Clive le Vengeur. Partie 3. Clive se met à lire.
Elle les a trouvés et je les ai lus. Mais la trahison sous un angle gay, ce n’était pas une bonne idée. Il me regardait de nouveau, l’autre, le danseur au beau visage. Il était dans la rue après l’expo naze et il m’écoutait parler en restant sur ses gardes et il avait ce mélange de retenue et d’amusement qui m’était allé droit au cœur. Il ne savait rien encore. Tout pouvait arriver…
Je suis revenu à la littérature générale, avec des thèmes élargis et, en quelques moi, je suis devenu un lecteur correct. Je m’étais ingénié à tout oublier de mes années de lycée où j’étais loin d’être ignare et de refuser de lire. C’était juste cela, suivant Kirsten. Elle avait un peu raison.
Bon, fort de Philip Roth, d’Updike, de John Irving, de Paul Auster, j’ai enchaîné sur les femmes « brillantes » dont mon amie me conseillait les écrits : Joyce Caroll Oates entre autre. Et bien sûr, je n’égrène pas la liste. Elle, elle lisait depuis des années et des années et elle en avait fait sa profession. Moi, tout d’un coup, j’acceptais…
Elle ne faisait aucun commentaire négatif mais m’encourageait. Notre connivence a commencé comme ça, puis elle s’est poursuivie.
Un jour, elle m’a surpris en me disant qu’elle m’avait toujours considéré comme quelqu’un de bien et que le fait que nous ne nous soyons pas vus des années durant lui avait paru tout à fait judicieux. Après tout, elle n’était qu’une jeune fille de dix-huit ans éprise d’un garçon de son âge qui ne lui mentait pas sur ses tendances. Il était droit avec elle, ce jeune homme-la. Une fois sa déception surmontée, elle avait pu se tourner vers un autre jeune homme avec qui l’amour était possible. Elle ne regrettait rien. Du reste, Brad était quelqu’un de très compréhensif. Ils s’appelaient souvent et il quand quittait le Texas pour venir voir ses enfants, il venait lui dire un petit bonjour. Il dormait sur le canapé.
La sexualité pour elle était liée à la maternité. Elle avait trouvé très beau de faire, des années durant, l’amour avec un homme qui lui avait donné un garçon et une fille adorables mais maintenant qu’elle était seule, elle ne ressentait aucun manque de ce côté-là.
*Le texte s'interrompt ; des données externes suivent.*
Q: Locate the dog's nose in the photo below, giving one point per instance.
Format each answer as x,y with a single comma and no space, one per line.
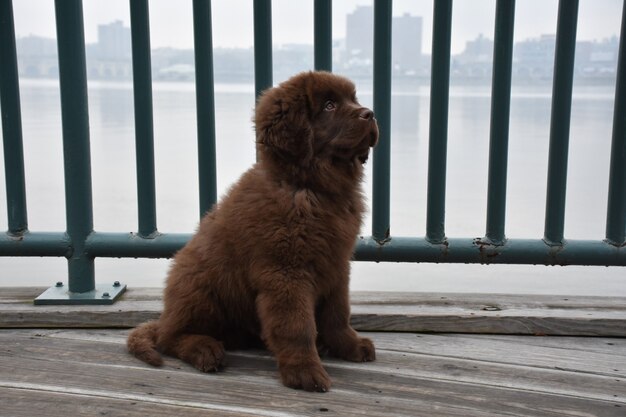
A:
366,114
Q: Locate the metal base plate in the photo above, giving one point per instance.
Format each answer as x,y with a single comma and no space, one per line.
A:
60,294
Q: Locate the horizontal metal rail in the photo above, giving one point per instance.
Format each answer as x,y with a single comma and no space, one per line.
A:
397,249
80,244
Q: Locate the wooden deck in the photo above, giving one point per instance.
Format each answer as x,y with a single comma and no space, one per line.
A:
55,369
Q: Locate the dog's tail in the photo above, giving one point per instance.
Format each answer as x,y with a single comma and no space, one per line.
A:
141,342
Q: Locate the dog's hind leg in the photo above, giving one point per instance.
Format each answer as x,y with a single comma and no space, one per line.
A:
335,332
288,328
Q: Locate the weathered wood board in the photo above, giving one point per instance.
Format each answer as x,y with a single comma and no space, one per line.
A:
411,312
87,372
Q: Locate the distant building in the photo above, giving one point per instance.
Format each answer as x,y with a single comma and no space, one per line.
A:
476,60
114,41
406,39
360,37
534,58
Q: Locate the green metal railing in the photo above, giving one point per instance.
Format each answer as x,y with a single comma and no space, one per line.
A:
80,244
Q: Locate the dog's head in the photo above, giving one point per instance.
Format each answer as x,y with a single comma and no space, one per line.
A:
314,115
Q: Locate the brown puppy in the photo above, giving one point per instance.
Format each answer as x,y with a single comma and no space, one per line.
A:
270,262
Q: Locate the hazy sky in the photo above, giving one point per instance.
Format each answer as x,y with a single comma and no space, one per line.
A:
171,21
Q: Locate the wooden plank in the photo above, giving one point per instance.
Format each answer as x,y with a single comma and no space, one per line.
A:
78,366
414,312
32,401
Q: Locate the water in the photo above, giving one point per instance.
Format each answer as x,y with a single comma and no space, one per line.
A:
114,177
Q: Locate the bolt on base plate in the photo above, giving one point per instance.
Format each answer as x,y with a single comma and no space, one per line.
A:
103,294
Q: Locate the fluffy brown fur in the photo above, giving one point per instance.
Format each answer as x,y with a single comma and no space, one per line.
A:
270,262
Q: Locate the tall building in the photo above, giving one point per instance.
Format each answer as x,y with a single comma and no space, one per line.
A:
406,39
360,34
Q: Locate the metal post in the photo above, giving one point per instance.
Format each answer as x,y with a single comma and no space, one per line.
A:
144,130
323,42
76,155
12,124
438,141
382,109
616,212
500,109
262,45
205,104
560,121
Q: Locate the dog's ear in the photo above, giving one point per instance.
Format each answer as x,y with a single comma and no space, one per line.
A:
282,122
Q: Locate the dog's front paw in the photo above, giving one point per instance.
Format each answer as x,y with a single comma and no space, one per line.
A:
309,377
362,350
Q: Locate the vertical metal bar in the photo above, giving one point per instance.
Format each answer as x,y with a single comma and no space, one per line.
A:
382,109
500,110
560,121
616,212
323,42
76,148
205,103
12,123
144,131
438,140
262,45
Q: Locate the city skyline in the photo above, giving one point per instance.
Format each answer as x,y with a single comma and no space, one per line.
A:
171,22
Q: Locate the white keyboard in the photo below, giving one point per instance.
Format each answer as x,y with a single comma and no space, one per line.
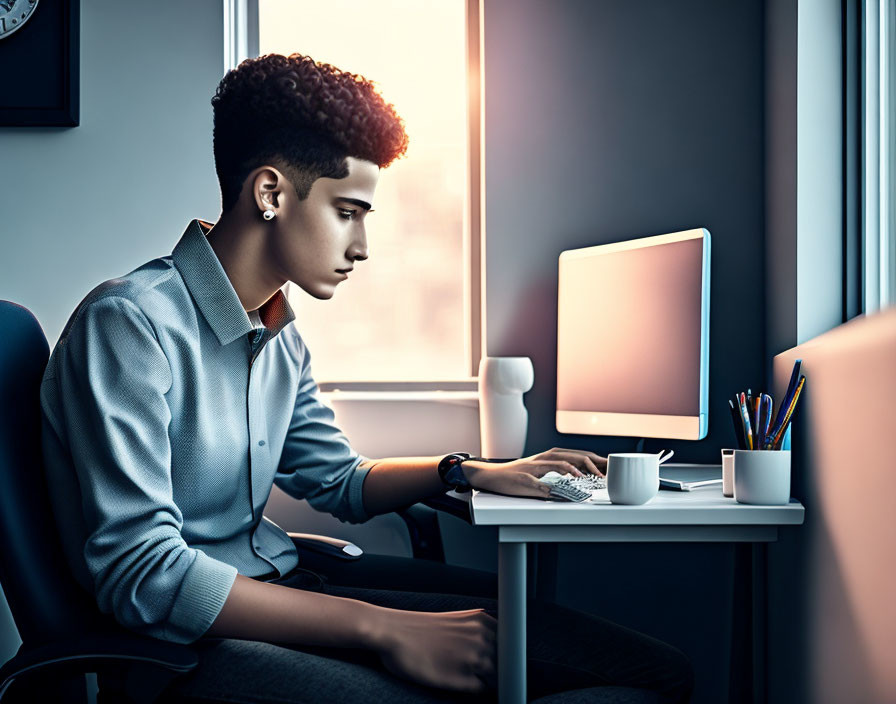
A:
589,482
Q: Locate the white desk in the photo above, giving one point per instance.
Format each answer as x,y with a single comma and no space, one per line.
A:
702,515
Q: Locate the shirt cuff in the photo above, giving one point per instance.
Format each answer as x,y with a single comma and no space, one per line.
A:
201,597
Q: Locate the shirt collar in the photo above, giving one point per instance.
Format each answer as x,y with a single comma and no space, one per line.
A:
214,294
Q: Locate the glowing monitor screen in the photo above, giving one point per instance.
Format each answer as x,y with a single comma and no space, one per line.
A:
633,337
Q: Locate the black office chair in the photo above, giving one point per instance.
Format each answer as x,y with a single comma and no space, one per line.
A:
63,632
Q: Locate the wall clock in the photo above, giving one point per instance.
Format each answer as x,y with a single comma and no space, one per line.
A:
39,51
14,14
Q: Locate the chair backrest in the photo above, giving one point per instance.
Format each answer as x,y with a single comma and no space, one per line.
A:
46,601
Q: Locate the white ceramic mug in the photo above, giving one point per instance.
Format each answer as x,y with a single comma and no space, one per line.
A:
728,473
632,477
762,476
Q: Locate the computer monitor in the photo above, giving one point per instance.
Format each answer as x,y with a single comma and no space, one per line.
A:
633,337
Elle se posait bien sûr la question d’un nouvel amour mais elle ressentait une grande plénitude et n’était pas aux aguets, ce qui, selon elle, était son atout le plus fort. Elle croyait en Dieu depuis toujours et avait acquis la certitude qu’Il nous veut heureux, là où nous en sommes dans notre vie. Et elle, elle était à sa place, à cet instant et à cet endroit.
Fort bien…
Heureusement pour elle plutôt que pour moi, il y a des questions qu’elle ne posait pas ou évitait de retourner. Sous mon optimisme de surface, elle flairait de temps en temps ma mélancolie mais elle ne cherchait pas à en savoir trop. Mon mariage avait sauté à cause de ce goût que j’avais pour les hommes jeunes. Kristin, sentant que je l’aimais moins, n’avait plus supporté mon manège. Elle s'en tirait plutôt bien. Elle avait son travail et elle voyait un homme à ce que j'avais compris. Je l'avais délaissée ; s'il s'occupait bien d'elle, j’étais content. Quant à ma fille, elle continuait une formation assez infernale dans une école de danse haut de gamme mais aurait bientôt terminé. Elle allait présenter des concours et travailler pour une compagnie de danse. Bientôt, elle saurait ce qu'elle valait.